Thank God kindergarten drop-off arrived by noon and I ran today.
Before kindergarten a neighbor took Tarzan for a play date with her son. (We trade off and help each other regularly.) I could have kissed her when Tarzan went to her house today. She and a guardian angel out there saved me.
I worked while he gone. I picked Tarzan up right before noon, gave him lunch and took him to school.
Once he was gone again … I ran out my frustrations with him… hard.
I ran and I prayed … for a reason to be grateful again because today motherhood felt like punishment, not grace.
A friend of mine, another mom with a challenging child, summarized it perfectly the other day when we were chatting. Sometimes you get a “plus-kid” — the kind who no matter what you do or how many times you set boundaries the child demands more, more, more … of you.
Such moments remind me of that scene in “Jurassic Park” where the raptors peck at the fence, looking for weaknesses to break down.
I can no sooner let my guard down before Tarzan’s off testing my mettle, patience and sanity.
The good side is, if I can channel his tenacity into something positive he’s going to be an incredible young man some day. (Please God, help me do it.)
Recently I read a book, “A Thousand Gifts,” by Ann Voskamp. In it she challenges herself to journal a thousand gifts of gratitude in her own life, referring to eucharisteo — “giving thanks” in Greek. (It’s also where the phrase, Eucharist, derives.)
Her observations are deeply moving and spiritual. She has an exquisite command of language and imagery — a “writer’s writer” who polishes phrases into jewels.
Anyway, my point is Voskamp, the author, is a farmer’s wife who home-schools six children (I think I’d be shooting staples into my forehead if that were me, especially after today) and she’s able to identify all this gratitude in her life, in the big and the small ways, in the beautiful and the tragic, and yes, even when her children drive her nuts like Tarzan did with me today. It’s an incredible read.
As I ran today I hunted and pecked, raptor-style, for my own lost gratitude.
I began to count and create my own “runner’s eucharisteo” — the large and small gifts, extraordinary and everyday — brought into my life.
1. The warm sun on my face.
2. The Colorado Rockies in the distance.
3. The tranquility after the emotional “storms” (such as today’s)
4. Time alone with my thoughts, able to hash things out.
5. The endless blue skies above me and the slight golden changing of the leaves.
6. The sweat on my body (cleansing away my anger)
7. My Dayglo-yellow water bottles I carry on my fuel belt.
8. The delicious taste of cold water on my parched lips.
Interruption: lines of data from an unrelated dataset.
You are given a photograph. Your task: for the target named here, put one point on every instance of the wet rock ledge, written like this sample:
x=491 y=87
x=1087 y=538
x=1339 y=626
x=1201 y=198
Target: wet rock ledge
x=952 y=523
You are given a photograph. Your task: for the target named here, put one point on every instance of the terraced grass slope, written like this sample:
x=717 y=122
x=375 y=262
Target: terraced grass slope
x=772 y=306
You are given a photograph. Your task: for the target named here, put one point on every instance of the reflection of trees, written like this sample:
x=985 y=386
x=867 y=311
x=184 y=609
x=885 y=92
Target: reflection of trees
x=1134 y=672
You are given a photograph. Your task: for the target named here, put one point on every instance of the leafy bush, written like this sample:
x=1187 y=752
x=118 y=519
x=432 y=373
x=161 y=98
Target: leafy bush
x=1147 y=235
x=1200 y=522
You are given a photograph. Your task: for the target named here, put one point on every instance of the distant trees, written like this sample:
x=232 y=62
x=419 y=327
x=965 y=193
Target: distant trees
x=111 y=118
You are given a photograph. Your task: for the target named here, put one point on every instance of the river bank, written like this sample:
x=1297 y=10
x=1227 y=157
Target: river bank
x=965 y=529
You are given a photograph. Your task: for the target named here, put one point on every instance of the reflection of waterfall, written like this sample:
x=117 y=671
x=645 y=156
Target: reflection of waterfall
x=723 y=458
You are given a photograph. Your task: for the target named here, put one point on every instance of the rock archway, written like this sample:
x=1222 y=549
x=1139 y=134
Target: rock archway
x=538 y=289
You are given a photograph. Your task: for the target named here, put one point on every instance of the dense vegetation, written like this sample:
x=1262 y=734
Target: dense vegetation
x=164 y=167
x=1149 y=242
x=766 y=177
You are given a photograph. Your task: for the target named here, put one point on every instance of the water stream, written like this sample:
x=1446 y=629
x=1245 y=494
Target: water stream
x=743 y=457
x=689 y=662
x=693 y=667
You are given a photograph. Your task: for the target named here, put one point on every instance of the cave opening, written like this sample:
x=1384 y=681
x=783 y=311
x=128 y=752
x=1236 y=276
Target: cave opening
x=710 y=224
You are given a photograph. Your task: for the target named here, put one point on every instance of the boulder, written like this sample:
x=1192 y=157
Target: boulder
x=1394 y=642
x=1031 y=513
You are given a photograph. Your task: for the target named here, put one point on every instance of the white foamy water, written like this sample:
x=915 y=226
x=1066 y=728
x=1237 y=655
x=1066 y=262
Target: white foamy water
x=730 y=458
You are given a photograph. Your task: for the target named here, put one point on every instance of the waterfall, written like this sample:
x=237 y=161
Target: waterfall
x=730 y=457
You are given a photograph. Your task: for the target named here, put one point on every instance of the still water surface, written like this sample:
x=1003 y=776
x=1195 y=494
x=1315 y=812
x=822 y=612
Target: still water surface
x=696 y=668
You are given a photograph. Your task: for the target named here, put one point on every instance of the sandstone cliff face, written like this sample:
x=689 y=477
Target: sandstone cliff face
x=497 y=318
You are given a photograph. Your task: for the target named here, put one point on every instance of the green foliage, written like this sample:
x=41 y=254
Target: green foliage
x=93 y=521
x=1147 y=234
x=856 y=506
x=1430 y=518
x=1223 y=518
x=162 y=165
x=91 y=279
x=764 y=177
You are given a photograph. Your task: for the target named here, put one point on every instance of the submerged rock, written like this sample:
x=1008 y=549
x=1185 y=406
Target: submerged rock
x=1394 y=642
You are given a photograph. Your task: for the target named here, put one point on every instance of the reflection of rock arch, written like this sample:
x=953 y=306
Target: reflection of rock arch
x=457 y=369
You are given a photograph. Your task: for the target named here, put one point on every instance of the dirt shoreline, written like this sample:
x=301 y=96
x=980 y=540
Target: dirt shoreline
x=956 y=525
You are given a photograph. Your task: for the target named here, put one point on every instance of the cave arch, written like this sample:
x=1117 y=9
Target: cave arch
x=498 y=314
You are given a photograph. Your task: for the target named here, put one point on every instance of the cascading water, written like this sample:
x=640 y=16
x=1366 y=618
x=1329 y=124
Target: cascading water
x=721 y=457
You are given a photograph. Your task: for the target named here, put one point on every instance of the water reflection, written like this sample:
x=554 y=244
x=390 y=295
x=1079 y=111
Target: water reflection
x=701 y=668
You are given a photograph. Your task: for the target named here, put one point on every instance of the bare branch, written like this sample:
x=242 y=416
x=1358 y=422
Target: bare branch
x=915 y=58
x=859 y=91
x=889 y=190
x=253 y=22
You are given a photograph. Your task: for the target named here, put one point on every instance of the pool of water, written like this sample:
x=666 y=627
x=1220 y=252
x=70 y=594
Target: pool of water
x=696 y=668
9. The friend who watched my son today while I worked.
10. A body fit enough to keep moving forward (and that took me to the Boston Marathon).
11. The sound of my feet striding on dirt and pavement.
12. People who read this blog and cheer me on.
13. The smile and waves of people on my path today.
14. Running partners and friendships.
15. My digital running buddies on Dailymile.com and Facebook.
16. Getting to witness other athlete’s stories, hard work and progress.
17. Feeling my muscles work hard and push.
18. Looking down at my Garmin and the surprise of seeing I’m faster (or slower) than I thought.
19. Enjoying a hot shower after a run.
20. The smell of cut grass by the golf course along my path.
I hope you see where I’m going with this … the gratitude began to drain away my anger and replaced it with … ta-da … joy!
Eucharisteo, runner’s style, pulled me out from the morning’s muck.
21. The fortitude to nurture a little boy with a penchant for pushing boundaries.
22. Participating in Kids Running America — a running program at my children’s school.
23. Running downhill, holding Tarzan’s hand, during a recent Kids Running America session.
24. Accepting his apology later today.
25. The strength to move past Krispy Kremes and Tarzan-o-saurus Rex. (Next time, however, I’ll pass on buying doughnuts.)
The day is over now and I have much more to be thankful for, then not.
A runner’s eucharisteo — I’m sure I could count to a thousand on my own list.
Give it a try.
Aging is inevitable, but growing old is a choice. Lace up your shoes, and let’s go!